Tianjin General Surgery Institute, 154 Anshan Road, Heping District, Tianjin, 300052, China.
Cell Mol Biol Lett. 2024 Oct 1;29(1):128. doi: 10.1186/s11658-024-00645-y.
Acute transplant rejection is a major component of poor prognoses for organ transplantation. Owing to the multiple complex mechanisms involved, new treatments are still under exploration. Endometrial regenerative cells (ERCs) have been widely used in various refractory immune-related diseases, but the role of ERC-derived exosomes (ERC-Exos) in alleviating transplant rejection has not been extensively studied. Signaling lymphocyte activation molecule family 6 (SLAMF6) plays an important role in regulating immune responses. In this study, we explored the main mechanism by which ERC-Exos loaded with siSLAMF6 can alleviate allogeneic transplant rejection.

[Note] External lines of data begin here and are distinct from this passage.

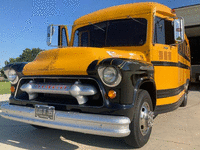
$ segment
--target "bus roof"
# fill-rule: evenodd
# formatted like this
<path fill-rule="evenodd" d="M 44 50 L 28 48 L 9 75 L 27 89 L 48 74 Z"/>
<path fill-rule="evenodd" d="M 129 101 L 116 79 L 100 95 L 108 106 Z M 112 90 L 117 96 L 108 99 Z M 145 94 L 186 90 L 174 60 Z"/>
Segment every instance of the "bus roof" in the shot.
<path fill-rule="evenodd" d="M 74 25 L 121 19 L 134 14 L 153 13 L 154 10 L 156 10 L 156 13 L 167 16 L 175 16 L 175 14 L 171 13 L 171 9 L 165 5 L 155 2 L 141 2 L 118 5 L 95 11 L 78 18 L 76 21 L 74 21 Z"/>

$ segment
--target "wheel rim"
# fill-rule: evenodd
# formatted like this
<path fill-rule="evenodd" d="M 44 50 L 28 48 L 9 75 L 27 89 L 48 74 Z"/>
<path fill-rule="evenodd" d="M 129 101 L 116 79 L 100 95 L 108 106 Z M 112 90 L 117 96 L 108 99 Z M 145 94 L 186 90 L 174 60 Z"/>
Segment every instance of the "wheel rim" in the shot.
<path fill-rule="evenodd" d="M 153 126 L 153 112 L 150 110 L 150 106 L 147 102 L 142 104 L 140 110 L 140 132 L 145 136 L 150 128 Z"/>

C57BL/6 mouse recipients of BALB/c mouse kidney transplants were randomly divided into four groups and treated with exosomes. The graft pathology was evaluated by H&E staining. Splenic and transplanted heart immune cell populations were analyzed by flow cytometry. Recipient serum cytokine profiles were determined by enzyme-linked immunosorbent assay (ELISA). The proliferation and differentiation capacity of CD4 T cell populations were evaluated in vitro. The α-2,6-sialylation levels in the CD4 T cells were determined by SNA blotting.
In vivo, mice treated with ERC-siSLAMF6 Exo achieved significantly prolonged allograft survival. The serum cytokine profiles of the recipients were significantly altered in the ERC-siSLAMF6 Exo-treated recipients. In vitro, we found that ERC-siSLAMF6-Exo considerably downregulated α-2,6-sialyltransferase (ST6GAL1) expression in CD4 T cells, and significantly reduced α-2,6-sialylation levels. Through desialylation, ERC-siSLAMF6 Exo therapy significantly decreased CD4 T cell proliferation and inhibited CD4 T cell differentiation into Th1 and Th17 cells while promoting regulatory T cell (Treg) differentiation.
Our study indicated that ERC-Exos loaded with siSLAMF6 reduce the amount of sialic acid connected to α-2,6 at the end of the N-glycan chain on the CD4 T cell surface, increase the number of therapeutic exosomes endocytosed into CD4 T cells, and inhibit the activation of T cell receptor signaling pathways, which prolongs allograft survival. This study confirms the feasibility of using ERC-Exos as natural carriers combined with gene therapy, which could be used as a potential therapeutic strategy to alleviate allograft rejection.
急性移植排斥是器官移植预后不良的主要因素。由于涉及多种复杂机制,新的治疗方法仍在探索中。子宫内膜再生细胞(ERC)已广泛应用于各种难治性免疫相关疾病,但ERC衍生的外泌体(ERC-Exos)在减轻移植排斥中的作用尚未得到广泛研究。信号淋巴细胞激活分子家族6(SLAMF6)在调节免疫反应中起重要作用。在本研究中,我们探讨了负载siSLAMF6的ERC-Exos减轻同种异体移植排斥的主要机制。
将接受BALB/c小鼠肾脏移植的C57BL/6小鼠受体随机分为四组,并用外泌体进行治疗。通过苏木精和伊红(H&E)染色评估移植物病理学。通过流式细胞术分析脾脏和移植心脏的免疫细胞群体。通过酶联免疫吸附测定(ELISA)测定受体血清细胞因子谱。在体外评估CD4 T细胞群体的增殖和分化能力。通过SNA印迹法测定CD4 T细胞中的α-2,6-唾液酸化水平。
在体内,接受ERC-siSLAMF6 Exo治疗的小鼠同种异体移植物存活时间显著延长。接受ERC-siSLAMF6 Exo治疗的受体血清细胞因子谱发生了显著变化。在体外,我们发现ERC-siSLAMF6-Exo显著下调CD4 T细胞中α-2,6-唾液酸转移酶(ST6GAL1)的表达,并显著降低α-2,6-唾液酸化水平。通过去唾液酸化,ERC-siSLAMF6 Exo疗法显著降低CD4 T细胞增殖,并抑制CD4 T细胞分化为Th1和Th17细胞,同时促进调节性T细胞(Treg)分化。
我们的研究表明,负载siSLAMF6的ERC-Exos减少了连接在CD4 T细胞表面N-聚糖链末端α-2,6位的唾液酸数量,增加了内吞进入CD4 T细胞的治疗性外泌体数量,并抑制T细胞受体信号通路的激活,从而延长了同种异体移植物的存活时间。本研究证实了使用ERC-Exos作为天然载体联合基因治疗的可行性,这可作为一种潜在的治疗策略来减轻同种异体移植排斥。